Chess and religion haven’t always made for the happiest of bedfellows in fact they have a (excuse the pun) chequered history. Chess has been banned (and unbanned) by members of the Islamic faith, Catholics, Anglicans, Puritans and Jews.
Back in 642 A.D. the Prophet Mohammed’s (PBUH) son-in-law decided that chess would be haram (forbidden) because it used “graven images”. That means he wasn’t keen on the physical replication of figures through carving for the chess pieces.
In 780 A.D. it was the Muslim Caliphate of Al-Mahdi that began a letter writing campaign to the holy mosque in Mecca, instructing the forbidding of chess, but not all chess, just that played using dice.
Then in 1005, the Egyptians went on anti-chess spree and they not only banned the game but also handed down instructions that boards and pieces were to be burned.
In 1063, the Eastern Orthodox Church also banned chess, and then this was followed up in 1125 when one of its monks added chess to the list of sins covered by the term “debauchery”.
Then several bishops got in on the act of the next few years and the Knights Templar were told to stop playing, as were the English clergy.

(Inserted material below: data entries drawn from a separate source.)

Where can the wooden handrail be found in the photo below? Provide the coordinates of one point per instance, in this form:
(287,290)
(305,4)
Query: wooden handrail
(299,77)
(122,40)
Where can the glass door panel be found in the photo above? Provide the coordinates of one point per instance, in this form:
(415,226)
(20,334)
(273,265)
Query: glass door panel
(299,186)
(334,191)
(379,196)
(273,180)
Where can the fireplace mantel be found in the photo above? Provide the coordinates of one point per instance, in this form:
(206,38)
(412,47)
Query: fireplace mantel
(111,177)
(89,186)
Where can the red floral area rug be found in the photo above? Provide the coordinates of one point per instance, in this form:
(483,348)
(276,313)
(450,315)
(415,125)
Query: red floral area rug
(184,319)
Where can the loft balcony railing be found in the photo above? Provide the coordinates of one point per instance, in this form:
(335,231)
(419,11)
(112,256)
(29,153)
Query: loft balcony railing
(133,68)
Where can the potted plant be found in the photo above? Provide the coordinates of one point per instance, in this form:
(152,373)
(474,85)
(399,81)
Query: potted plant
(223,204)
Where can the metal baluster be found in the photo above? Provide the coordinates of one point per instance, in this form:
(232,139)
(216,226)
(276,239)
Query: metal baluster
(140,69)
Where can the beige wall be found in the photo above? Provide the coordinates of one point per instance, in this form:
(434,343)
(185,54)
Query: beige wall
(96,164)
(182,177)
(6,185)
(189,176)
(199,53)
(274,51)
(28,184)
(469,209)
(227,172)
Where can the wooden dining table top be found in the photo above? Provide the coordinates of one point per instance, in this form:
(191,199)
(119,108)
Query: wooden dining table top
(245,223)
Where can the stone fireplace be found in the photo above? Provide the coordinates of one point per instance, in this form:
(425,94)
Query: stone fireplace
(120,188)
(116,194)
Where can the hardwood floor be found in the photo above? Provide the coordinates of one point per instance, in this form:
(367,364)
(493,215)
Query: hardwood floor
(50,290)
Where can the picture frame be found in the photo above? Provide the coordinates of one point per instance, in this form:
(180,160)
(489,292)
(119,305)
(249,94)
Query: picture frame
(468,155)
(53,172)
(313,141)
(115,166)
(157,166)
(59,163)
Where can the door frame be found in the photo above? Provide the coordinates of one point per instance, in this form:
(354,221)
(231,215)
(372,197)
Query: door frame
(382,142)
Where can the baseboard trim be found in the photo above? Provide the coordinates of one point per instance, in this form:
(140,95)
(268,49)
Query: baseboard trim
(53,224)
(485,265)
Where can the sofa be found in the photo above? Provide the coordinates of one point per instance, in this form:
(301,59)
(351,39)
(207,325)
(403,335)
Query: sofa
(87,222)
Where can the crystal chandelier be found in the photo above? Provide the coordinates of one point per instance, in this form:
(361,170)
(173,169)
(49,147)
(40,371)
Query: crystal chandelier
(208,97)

Not to be left out Louis IX of France, decided to ban the game in 1254 – though not because it was sinful but because he thought it was dull.
In 1260, the English King – Henry III unbanned chess for the clergy. But in 1291 the Archbishop of Canterbury threatened all his staff with restricted rations unless they quit playing.
In 1328 the Jewish leadership couldn’t decide whether to ban chess or not, and in the end they instructed people not to gamble on the game.
More recently the Ayatollah Khomeni put the kibosh on the game in Iran back in 1981, but he changed his mind 7 years later. The Taliban are also not fans of the game and it was banned in Afghanistan under their leadership.
Strangely many church figures have played chess and several popes have been big fans, so it’s not always been a controversial game amongst the more religiously minded.